If all of the £'s were invested in UK stocks, all of the $'s invested in US stocks, then the value would have gained over +6%/year relative to RPI
For UK £'s a FT All Share tracker fund and for US$'s a US S&P500 tracker fund are good enough. Accumulation funds are better as that avoids having to manage dividends (that maybe incur costs in the process). And each of those can be held for 0.06%/year (fund) costs (in both cases Unit Trusts i.e. HSBC's S&P500 fund, and Vanguards UK FT All Share fund).
iweb is another broker that looks reasonable to me for avoiding the £10/month cost, but does incur costs in other ways such as trading in/out of currencies rather than being able to leave currencies as-is. Here are iWeb's links to those funds ...
https://www.markets.iweb-sharedealing.c ... 00B3X7QG63
https://www.markets.iweb-sharedealing.c ... 00B80QG615
Many don't see gold as a currency and hate the idea of holding any other than perhaps just a little. But at times it is the currency that shines relative to others such as the primary reserve currency (US$) and/or our domestic currency (£). At other times it lags, that's just the way the cookie crumbles. Diversifying equally across all three can be better than being heavily concentrated into one alone- as in all cases (concentration risk is one of the greatest risks).

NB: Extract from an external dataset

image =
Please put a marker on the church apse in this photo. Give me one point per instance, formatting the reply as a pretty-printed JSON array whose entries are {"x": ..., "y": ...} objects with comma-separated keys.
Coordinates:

The image below shows the total return accumulation/growth where £ and $ were invested in their respective stocks/funds (excluding costs/taxes and assuming rebalancing all three back to around equal weightings/value each year). It's a thumbnail image so you have to click it to see a larger/readable version
Whether you prefer to hold all of £ and $ currencies in their respective stock markets, or just part, and perhaps where some of £'s for instance are instead kept in a savings account earning interest ... or whatever, is a personal comfort factor. Some say its best to neither be fully in hard currencies (stuffed under a bed), nor all in stock. Markowitz for instance (an American economist) originally opted for 50/50 on the basis that
if the stock market rose a great deal, I would regret it if I was completely out of it. Conversely, if stocks fell a great deal and I had nothing in bonds I would also have regrets. So, my 50-50 split minimised maximum regret
But for others higher potential rewards from all-stock may take precedence over the lower potential rewards from 50/50 stock/cash
Benjamin Graham also liked 50/50, but with a range of no less than 25% stock, no more than 75% stock optionality. i.e. a conservative investor should hold at least 25% in stocks. As a extension to that earlier image for instance if £'s were kept as hard currency under the bed, all of $'s were invested in US stocks, then that provided a +2.3%/year benefit relative to RPI inflation. And of course if instead those £'s were deposited in a savings account earning interest, then that would have further enhanced rewards.